I read a proof copy, and the thing was rife with spelling errors, too, which I hope didn’t make the final book. Regardless. Save your cash.
 

This is my last Huston book before I have to wait like a schmuck for the next one to come out, and for that alone, I resent it. But beyond that, there’s nothing negative I can say about this book. It examines a series of REAL kids who screw up in a vivid portrayal of the eighties. It’s a dynastic story about a dysfunctional cycle of families and their punk kids over a thriller spine, with huge potential consequences.

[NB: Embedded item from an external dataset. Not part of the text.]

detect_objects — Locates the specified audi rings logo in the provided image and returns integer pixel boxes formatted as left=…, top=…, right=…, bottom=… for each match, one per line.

Unlike most thrillers, where you spend most of the book watching people flee a monster or bad person, Huston does what is typical. He takes these kids and beats the holy crap out of them, leaving them scarred permanently and CHANGED. You know, change, that thing that used to happen to characters in that thing called a STORY? Well, Huston gets that, thank Christ, and emphasizes it here in a story that leaves you nostalgic for youth and at the same time afraid of it.

If you grew up near or around any shady characters, dudes who dealed drugs, tooled on motorcycles or with motorcycle gangs, this’ll crack your teeth. Good times.

Stephen King is a moral dilemma for me, because he’s a GENRE FICTION guy. Or was. Now he’s turned into a LITERATURE guy. But the thing is, he’s slipped it under the radar and tricked everyone who still thinks he writes genre.

He used to write stories about escaping the dog in the broken down car, simple as that. Now he weaves complex narratives about the meaning of death, the potentialities in terms of loss for the nuclear apocalypse, and he caps it with a story about a dude caught in a shitter. But that doesn’t mean it’s not literature (see Bukowski above). Well, okay, maybe the last one was just a fun story.

But there’s more to eat here, and that’s what I dig. His short stories have improved, his style has approved, and he’s slowing down, I can see it. I lament that. He’s only sixty. That means if I get better, I’m gonna slow down, too. That scares me.

But the book itself rocks and rolls, and kept me enthralled. It even references Charlie Huston. In the Gingerbread Girl, he points out that she has Six Bad Things on her shelf.

King, you rock. Told you Huston was good, folks. Even the King’s reading him.

The Wheelman is actually the book before The Blonde (or one of them), as I’m working my way into Swierczynski (and curse his name, every time I review it’s like J. Mike, I keep having to look at the name).

I didn’t realize, given The Blonde, but there are characters that carry over between his stories. I don’t want to spoil it, but it’s really awesome, actually, and like Huston, all of his characters end up fundamentally annihilated in pursuit of the resolution of conflict.

Duane (ah, that’s better!) is a strong writer, he writes in crisp, short chapters in the style I enjoy, and I look forward to Severence Package, which I’m gonna pick up soon.